The release also reflects a naming adjustment. Claude 3.5 Sonnet launched in June 2024 and received an update in October with a nearly identical name. Some users found that confusing and informally called the October version “Claude 3.6 Sonnet.” On the Claude 3.7 release page, Anthropic wrote, “Lesson learned on naming.”
Why developers are watching Claude 3.7 Sonnet
Benchmark claims in the source point to coding as the model’s strongest area. Anthropic says Claude 3.7 Sonnet achieved top scores on SWE-bench Verified, which evaluates how AI models handle real-world software issues, and on TAU-bench, which tests AI agents on complex tasks involving users and tools.
The source also notes that Claude 3.5 Sonnet had already been strong at programming tasks compared with other AI models in the author’s experience. Claude 3.7 Sonnet appears to continue that emphasis, with Anthropic highlighting early testing around software work.
For developers, the model release is not only about writing code. Anthropic has expanded its GitHub integration to all Claude plans, letting developers connect code repositories directly to Claude. The stated use cases include bug fixes, feature development, and documentation work.
That matters because coding assistants become more useful when they can see the surrounding project context. A model that can inspect a repository is better positioned to respond to real tasks than one that only sees a copied snippet.
Usage limits remain a potential question for heavy users. The source says Anthropic has not announced a subscription plan beyond the existing “Claude Pro” at $20/month that might extend them.
Claude Code brings the agent into the terminal
Anthropic’s other major announcement is Claude Code, described as the company’s first agentic tool.

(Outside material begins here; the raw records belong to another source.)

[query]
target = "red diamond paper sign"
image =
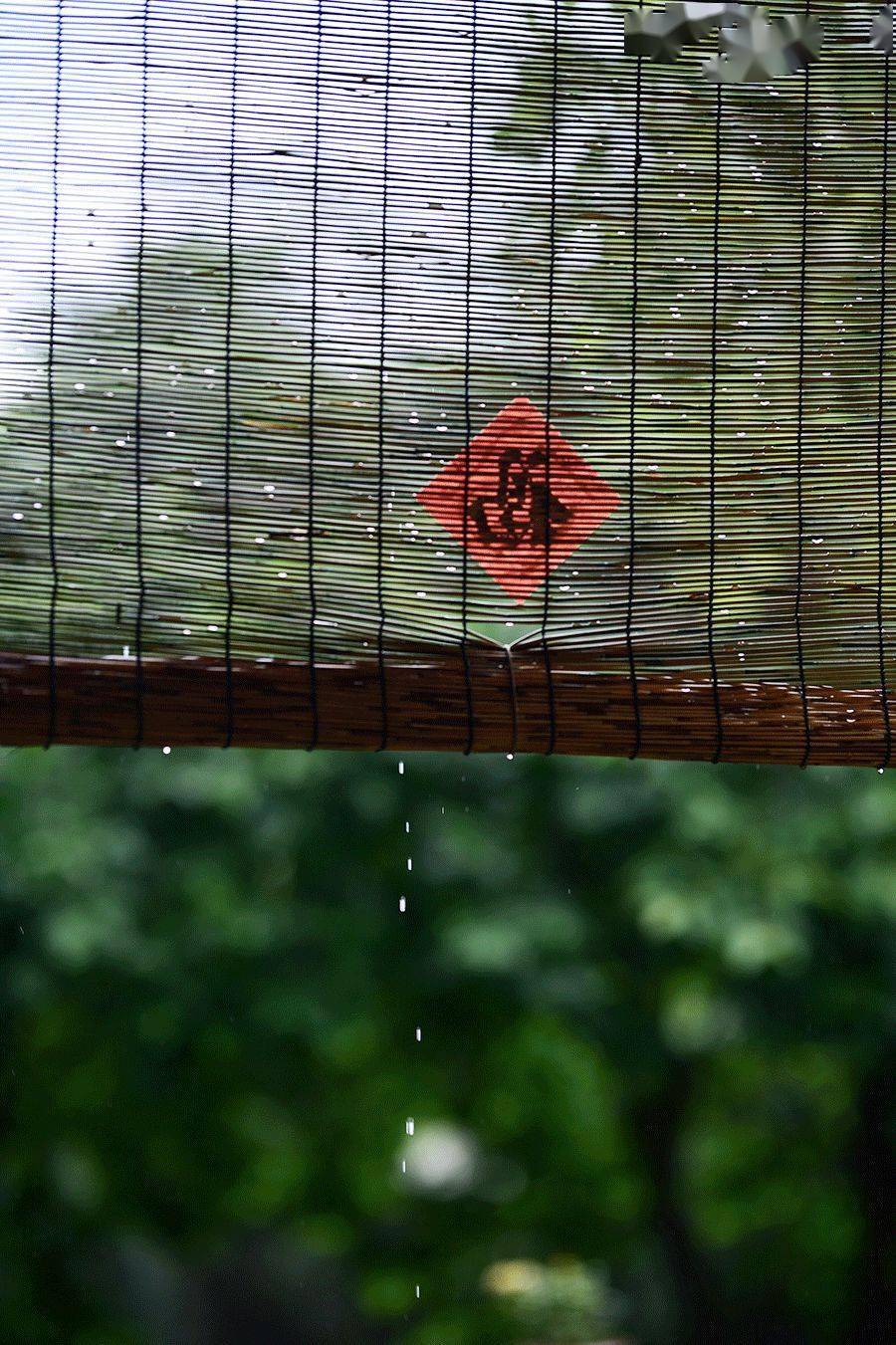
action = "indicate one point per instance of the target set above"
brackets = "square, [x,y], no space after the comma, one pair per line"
[510,520]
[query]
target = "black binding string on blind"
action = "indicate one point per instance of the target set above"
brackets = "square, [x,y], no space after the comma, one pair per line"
[381,410]
[550,367]
[137,399]
[471,179]
[881,355]
[632,405]
[313,393]
[713,387]
[228,389]
[800,418]
[52,402]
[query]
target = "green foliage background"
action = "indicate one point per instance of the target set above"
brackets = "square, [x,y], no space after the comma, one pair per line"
[655,1004]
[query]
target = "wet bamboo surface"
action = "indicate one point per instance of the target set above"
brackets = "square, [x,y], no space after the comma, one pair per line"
[427,708]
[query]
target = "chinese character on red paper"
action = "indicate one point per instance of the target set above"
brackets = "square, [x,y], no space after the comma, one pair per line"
[520,525]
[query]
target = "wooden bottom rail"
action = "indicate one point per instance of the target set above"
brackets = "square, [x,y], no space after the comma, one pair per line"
[184,704]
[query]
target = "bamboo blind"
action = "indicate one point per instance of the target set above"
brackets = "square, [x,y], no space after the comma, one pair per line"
[412,374]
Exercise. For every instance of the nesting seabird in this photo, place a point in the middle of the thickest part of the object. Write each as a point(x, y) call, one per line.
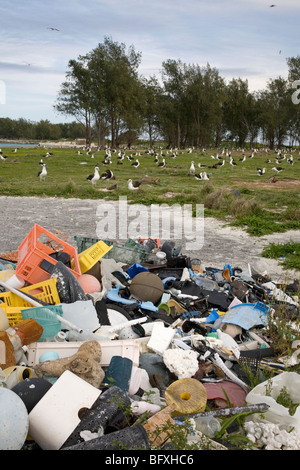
point(93, 178)
point(201, 176)
point(192, 169)
point(134, 184)
point(107, 175)
point(135, 164)
point(278, 169)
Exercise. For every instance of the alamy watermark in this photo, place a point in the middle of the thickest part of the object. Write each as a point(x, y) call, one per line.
point(122, 221)
point(2, 92)
point(296, 94)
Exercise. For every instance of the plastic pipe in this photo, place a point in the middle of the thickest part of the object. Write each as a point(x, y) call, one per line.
point(120, 326)
point(254, 408)
point(217, 360)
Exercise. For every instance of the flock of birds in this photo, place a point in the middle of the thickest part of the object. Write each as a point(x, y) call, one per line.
point(162, 158)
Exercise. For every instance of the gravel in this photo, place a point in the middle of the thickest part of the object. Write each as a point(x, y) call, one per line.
point(215, 244)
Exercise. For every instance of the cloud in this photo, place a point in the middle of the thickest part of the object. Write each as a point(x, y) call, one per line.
point(238, 38)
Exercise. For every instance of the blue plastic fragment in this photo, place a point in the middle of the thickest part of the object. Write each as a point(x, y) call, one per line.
point(247, 315)
point(113, 294)
point(135, 269)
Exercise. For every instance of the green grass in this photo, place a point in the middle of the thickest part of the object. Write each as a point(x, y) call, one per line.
point(288, 254)
point(258, 207)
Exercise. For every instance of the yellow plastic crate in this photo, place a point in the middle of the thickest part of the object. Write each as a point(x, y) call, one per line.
point(13, 304)
point(91, 255)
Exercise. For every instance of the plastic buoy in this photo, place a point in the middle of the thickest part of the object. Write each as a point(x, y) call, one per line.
point(188, 394)
point(14, 420)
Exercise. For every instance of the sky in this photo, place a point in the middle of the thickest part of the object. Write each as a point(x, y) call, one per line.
point(245, 39)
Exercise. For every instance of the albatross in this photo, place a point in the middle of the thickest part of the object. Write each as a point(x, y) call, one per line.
point(43, 173)
point(133, 184)
point(94, 177)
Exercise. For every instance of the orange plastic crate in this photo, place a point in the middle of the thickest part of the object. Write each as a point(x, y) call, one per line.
point(38, 246)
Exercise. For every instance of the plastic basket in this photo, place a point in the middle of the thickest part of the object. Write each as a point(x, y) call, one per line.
point(37, 247)
point(46, 317)
point(13, 304)
point(130, 252)
point(91, 255)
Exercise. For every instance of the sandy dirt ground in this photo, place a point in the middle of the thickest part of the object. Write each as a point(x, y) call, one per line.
point(219, 245)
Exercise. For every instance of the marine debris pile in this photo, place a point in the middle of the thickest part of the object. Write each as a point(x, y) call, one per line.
point(135, 346)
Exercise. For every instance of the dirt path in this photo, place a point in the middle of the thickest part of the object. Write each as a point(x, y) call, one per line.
point(76, 217)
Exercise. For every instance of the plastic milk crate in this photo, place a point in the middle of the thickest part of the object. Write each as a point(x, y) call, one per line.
point(91, 255)
point(36, 248)
point(13, 305)
point(128, 253)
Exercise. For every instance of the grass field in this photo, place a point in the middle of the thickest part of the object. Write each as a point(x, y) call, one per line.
point(235, 194)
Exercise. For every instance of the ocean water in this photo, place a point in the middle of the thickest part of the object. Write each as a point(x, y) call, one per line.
point(15, 145)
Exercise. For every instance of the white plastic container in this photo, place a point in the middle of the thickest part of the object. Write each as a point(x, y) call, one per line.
point(56, 415)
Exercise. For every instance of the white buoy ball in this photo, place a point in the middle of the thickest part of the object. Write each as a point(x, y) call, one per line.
point(14, 420)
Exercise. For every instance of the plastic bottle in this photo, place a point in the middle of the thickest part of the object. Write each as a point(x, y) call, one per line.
point(74, 335)
point(208, 425)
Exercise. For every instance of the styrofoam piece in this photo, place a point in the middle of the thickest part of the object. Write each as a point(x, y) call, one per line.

It runs from a console terminal and is designed as an autonomous coding assistant.
According to the source, Claude Code can search codebases, read and edit files, write and run tests, commit and push code to GitHub repositories, and execute command line tools. It is also meant to keep developers informed while it works.
Anthropic is aiming the tool at debugging and refactoring as well as general coding assistance. The company claims that, in internal testing, Claude Code completed tasks in a single session that would typically require 45-plus minutes of manual work.
That claim is important because it frames Claude Code less as a chat interface and more as a workflow tool. Instead of only suggesting changes, the agent can operate in the same environment where developers already inspect files, run commands, and manage repositories.
Still, Claude Code is not being presented as a finished general release. It is available only as a “limited research preview,” and Anthropic says it plans to improve the tool based on user feedback over time.
Early tests show the promise and the limits
The source includes a brief hands-on look at extended thinking. One test asked Claude 3.7 Sonnet about the origin of the “magenta” color name. With extended thinking enabled, the model gave a firm “no” followed by an explanation, which the source described as impressive in comparison with prior experience.
Another informal test asked Claude 3.7 Sonnet to compose five original dad jokes that are not found anywhere in the world. The model attempted the task, though the source left the quality of the jokes for readers to judge.
Those examples are modest, but they show the broader point of simulated reasoning models. The value is not only in getting longer answers. It is in letting the model spend more of its output budget on working through uncertainty before it replies.
Claude 3.7 Sonnet is now available through the Claude website, the Claude app, Anthropic API, Amazon Bedrock, and Google Cloud’s Vertex AI. With extended thinking, unchanged API pricing, expanded GitHub integration, and Claude Code entering preview, Anthropic is making a clear push toward AI systems that can support deeper software work rather than simple one-shot answers.